Il Servizio studi ha dubbi sulla "ragionevolezza" della disciplina che sembra punire in modo più severo "condotte di minore gravità", cioè la dichiarazione infedele e l'omessa dichiarazione, e introdurre al contrario uno scudo per dichiarazione fraudolenta tramite fatture o altri documenti per operazioni inesistenti e dichiarazione fraudolenta mediante altri artifici
I tecnici del Parlamento chiedono chiarimenti sul decreto fiscale. Il testo, collegato alla manovra, escluderebbe infatti il carcere per la dichiarazione fraudolenta tramite fatture false, mentre lo manterrebbe per le meno gravi dichiarazione infedele e omessa dichiarazione. “L’esigenza di un chiarimento – afferma il Servizio Studi – potrebbe porsi sulla ragionevolezza della disciplina prevista al comma 9 che, se da un lato, come osservato dalla Corte dei conti parrebbe escludere l’applicazione delle sanzioni penali per le dichiarazioni integrative fraudolente in relazione ai proventi derivanti dai reati di cui agli articoli 2 e 3 del D.Lgs. 74/2000 (dichiarazione fraudolenta mediante uso di fatture o altri documenti per operazioni inesistenti e dichiarazione fraudolenta mediante altri artifici ndr) dall’altro, introduce un regime sanzionatorio di natura penale per le dichiarazioni integrative fraudolente relative ai proventi derivanti dai reati di cui agli articoli 4 e 5 del citato decreto 74 (dichiarazione infedele e omessa dichiarazione ndr); articoli che contemplano condotte di minore gravità delle precedenti”.
“L’esigenza di un chiarimento – si legge ancora nel dossier preparato dal Servizio Studi di Camera e Senato – è rilevante anche per i profili di competenza finanziaria in quanto l’incertezza eventuale in ordine al regime sanzionatorio di natura penale applicabile si potrebbe riflettere sul numero e sui valori delle adesioni alla misura e conseguentemente sulle attese in termini di recupero di gettito“.
Dubbi sono sollevati anche sulla capacità oggettiva dell’amministrazione di gestire l’operazione: “In relazione agli oneri gestionali che deriveranno dall’implementazione della disciplina, appare necessaria una conferma che la misura in esame potrà essere implementata avvalendosi delle dotazioni umane, strumentali e finanziarie previste a legislazione vigente e che le procedure ed attività richieste all’Amministrazione finanziaria non si rifletteranno negativamente sulle attività ordinarie”, sottolineano i tecnici.
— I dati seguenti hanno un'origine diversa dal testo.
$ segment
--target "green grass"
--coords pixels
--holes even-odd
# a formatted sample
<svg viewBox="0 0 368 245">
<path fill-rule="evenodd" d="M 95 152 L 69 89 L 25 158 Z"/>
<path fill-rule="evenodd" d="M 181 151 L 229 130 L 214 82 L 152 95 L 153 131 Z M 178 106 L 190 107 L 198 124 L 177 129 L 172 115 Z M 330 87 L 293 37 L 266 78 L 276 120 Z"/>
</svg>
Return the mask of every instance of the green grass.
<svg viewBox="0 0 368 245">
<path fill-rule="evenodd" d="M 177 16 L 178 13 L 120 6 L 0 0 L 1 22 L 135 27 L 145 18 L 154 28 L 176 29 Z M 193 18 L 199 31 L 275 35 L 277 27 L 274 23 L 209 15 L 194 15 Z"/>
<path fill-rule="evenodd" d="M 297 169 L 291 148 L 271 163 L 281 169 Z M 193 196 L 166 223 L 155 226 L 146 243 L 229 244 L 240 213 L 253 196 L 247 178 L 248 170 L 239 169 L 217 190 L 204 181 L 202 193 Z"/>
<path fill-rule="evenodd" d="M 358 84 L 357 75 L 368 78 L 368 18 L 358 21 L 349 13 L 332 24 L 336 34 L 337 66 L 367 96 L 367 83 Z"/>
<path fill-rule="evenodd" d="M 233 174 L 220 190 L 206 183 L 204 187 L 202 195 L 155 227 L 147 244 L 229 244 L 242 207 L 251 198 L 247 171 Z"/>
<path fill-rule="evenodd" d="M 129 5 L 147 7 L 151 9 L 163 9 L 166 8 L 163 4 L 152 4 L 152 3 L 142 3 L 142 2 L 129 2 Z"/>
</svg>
Infine, “con riferimento alla prevista individuazione di un’aliquota media derivante dal rapporto tra l’Iva sulle operazioni imponibili ed il volume d’affari dichiarato, andrebbe confermata, con opportuni elementi informativi in merito, la compatibilità della nuova disciplina con il diritto comunitario”.
I tecnici sono perplessi anche sugli incassi della rottamazione-ter previsti dal decreto fiscale e sulle coperture delle misure derivanti dai tagli ai ministeri. Su quest’ultimo punto, in particolare, “andrebbero acquisite conferme sulla capacità dei Ministeri di realizzare effettivamente, senza pregiudizio per gli obiettivi previsti nel corrente anno, 589 milioni di euro di risparmi che aumentano a 818,8 milioni di euro in termini di fabbisogno e indebitamento netto pur trovandosi a mancare ormai soltanto poco più di due mesi dalla fine dell’esercizio”, si legge nel dossier dedicato al provvedimento. Sulla rottamazione viene invece rilevato in più punti che la relazione tecnica al decreto non calcola gli effetti di gettito e non tiene conto né della percentuale dei probabili “abbandoni” di chi aderisce all’operazione, né della fetta di contribuenti che sceglierà di pagare in un’unica rata a luglio 2019.